In the battle of endurance sports, you are constantly fighting a goal that nobody else sees.  Yet you can feel it with each breath, stroke, pedal, and step you take in Ironman 70.3 or 140.6.

Quitting has never been an option for me in these races.  I have done 3 half Ironman events and one full Ironman in Los Cabos Mexico.  But last week, while racing in Ironman 70.3 Eagleman, I was very close to quitting.  I couldn’t get past my wall.  I struggled to find the strength to hit the wall harder than it hit me.

I had an amazing swim; 35 minutes to complete 1.2 mile open water swim considering we had to battle jellyfish and a chaotic start based on age and gender versus rolling start by finishing times.  Swim starts based on age and gender only cause unnecessary panic at the start as it is inevitable to get “swam over", yanked from your legs, and hit on the face by younger and faster swimmers coming from behind or you end up doing the same with the slower older group that started before you.

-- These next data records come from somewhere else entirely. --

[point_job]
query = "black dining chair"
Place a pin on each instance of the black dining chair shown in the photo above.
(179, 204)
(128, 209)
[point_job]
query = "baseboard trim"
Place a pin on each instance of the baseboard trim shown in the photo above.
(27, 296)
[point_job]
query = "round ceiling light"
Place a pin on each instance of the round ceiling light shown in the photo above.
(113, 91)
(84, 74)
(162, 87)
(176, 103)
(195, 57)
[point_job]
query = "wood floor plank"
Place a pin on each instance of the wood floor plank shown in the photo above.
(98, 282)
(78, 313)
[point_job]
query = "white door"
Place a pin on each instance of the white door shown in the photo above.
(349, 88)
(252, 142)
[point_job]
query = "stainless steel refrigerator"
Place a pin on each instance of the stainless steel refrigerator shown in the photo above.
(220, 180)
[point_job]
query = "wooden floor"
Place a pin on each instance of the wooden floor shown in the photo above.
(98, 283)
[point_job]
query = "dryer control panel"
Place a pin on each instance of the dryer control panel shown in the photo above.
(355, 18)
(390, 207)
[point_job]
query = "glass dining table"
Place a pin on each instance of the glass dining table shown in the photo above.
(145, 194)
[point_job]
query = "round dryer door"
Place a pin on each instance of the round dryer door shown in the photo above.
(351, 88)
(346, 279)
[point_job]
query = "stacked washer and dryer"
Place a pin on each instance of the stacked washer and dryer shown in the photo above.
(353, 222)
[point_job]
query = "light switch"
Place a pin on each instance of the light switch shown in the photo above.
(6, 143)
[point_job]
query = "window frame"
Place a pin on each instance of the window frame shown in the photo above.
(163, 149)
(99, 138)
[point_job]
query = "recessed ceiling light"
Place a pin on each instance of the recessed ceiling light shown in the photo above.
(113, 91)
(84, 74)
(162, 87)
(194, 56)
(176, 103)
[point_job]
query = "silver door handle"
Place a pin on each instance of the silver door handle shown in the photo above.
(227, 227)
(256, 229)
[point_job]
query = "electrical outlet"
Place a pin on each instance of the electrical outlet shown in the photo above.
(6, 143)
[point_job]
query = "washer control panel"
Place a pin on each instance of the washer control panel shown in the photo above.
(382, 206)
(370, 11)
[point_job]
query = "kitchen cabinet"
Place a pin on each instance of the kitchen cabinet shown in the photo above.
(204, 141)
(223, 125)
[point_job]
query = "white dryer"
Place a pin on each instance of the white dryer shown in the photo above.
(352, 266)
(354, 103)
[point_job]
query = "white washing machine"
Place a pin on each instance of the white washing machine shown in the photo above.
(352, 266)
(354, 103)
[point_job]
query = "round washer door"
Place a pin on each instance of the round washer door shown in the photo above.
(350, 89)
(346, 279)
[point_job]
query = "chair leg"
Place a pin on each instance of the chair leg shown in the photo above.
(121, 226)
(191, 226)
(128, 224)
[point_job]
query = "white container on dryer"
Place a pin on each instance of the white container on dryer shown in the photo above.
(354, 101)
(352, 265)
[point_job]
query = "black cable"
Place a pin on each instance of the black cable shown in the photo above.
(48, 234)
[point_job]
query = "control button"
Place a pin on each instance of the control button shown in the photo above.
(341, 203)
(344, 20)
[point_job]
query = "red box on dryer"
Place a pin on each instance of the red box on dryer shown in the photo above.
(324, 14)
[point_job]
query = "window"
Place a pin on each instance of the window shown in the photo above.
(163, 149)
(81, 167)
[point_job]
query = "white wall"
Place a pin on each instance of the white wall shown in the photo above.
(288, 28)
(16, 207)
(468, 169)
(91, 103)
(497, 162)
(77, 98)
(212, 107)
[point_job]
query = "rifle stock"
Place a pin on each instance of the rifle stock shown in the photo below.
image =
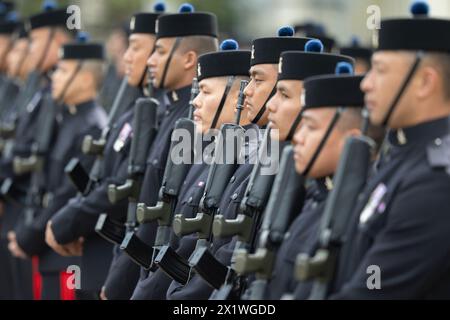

My bike ride was solid, completing 56 miles in 2 hours and 50 minutes.  But it all started here my errors, my failures, and my ego.  The course was hot and windy with only 3 water stops.  Somehow I skipped the first one as I thought there were more water stops.  First error = never get too comfortable and make time to learn the course.   By the second water stop at mile 30 I was already dehydrated.  By mile 40 I felt the first inner thigh  cramp and decided to pull back on my 20-23 mile per hour pace to a 17-18 mile-per-hour rhythm.   This hit my ego and I tried compensating by over fueling with energy gels loaded with caffeine, salt tablets, advil, and my infinite liquid nutrition.  Second error = you can’t fight dehyration once you are already dehydrated.  Third error = I over fueled sending my GI system literally into shits.

Arriving into Transition 2 (T2) I took my time as I was battling a fight against negativity.  I was feeling down on myself.  Feeling not good enough and not strong enough.   I left T2 fighting tears and forcing a hypocritical smile and a high five to my husband and my friends.   The last thing you want to do is make them worried as you leave for your final leg of the race.... the half marathon.

The first 3 miles of my run were hell.  I battled vomit, dizziness, and running to the bathroom;  I had to walk portions of it.  I could feel my ego getting stripped down to the bones.  When I just couldn’t go any further hitting my wall, I stopped and gave myself permission to completely fail and quit.  That is when I started listening to my heart and my WHY.  Someone recently gifted me this book “Man’s Search For Meaning” where the author explains that the human that has a WHY to live for can bear almost any HOW.  My WHY kept me going to the finish line.  It was my slowest half and yet I learned so much from it.

My goal was to set a new personal record (PR) and finish top 10 in my age group.  That certainly didn’t happen.  It was my slowest half Ironman finish in 5 hours and 59 minutes.  I have another half Ironman this year, at the end of August, and I am determined as fuck to get top 10 in my age group there!  

The moral of this story = learning never stops and I will keep dreaming big as I would much rather fail aiming high than crushing goals aiming low.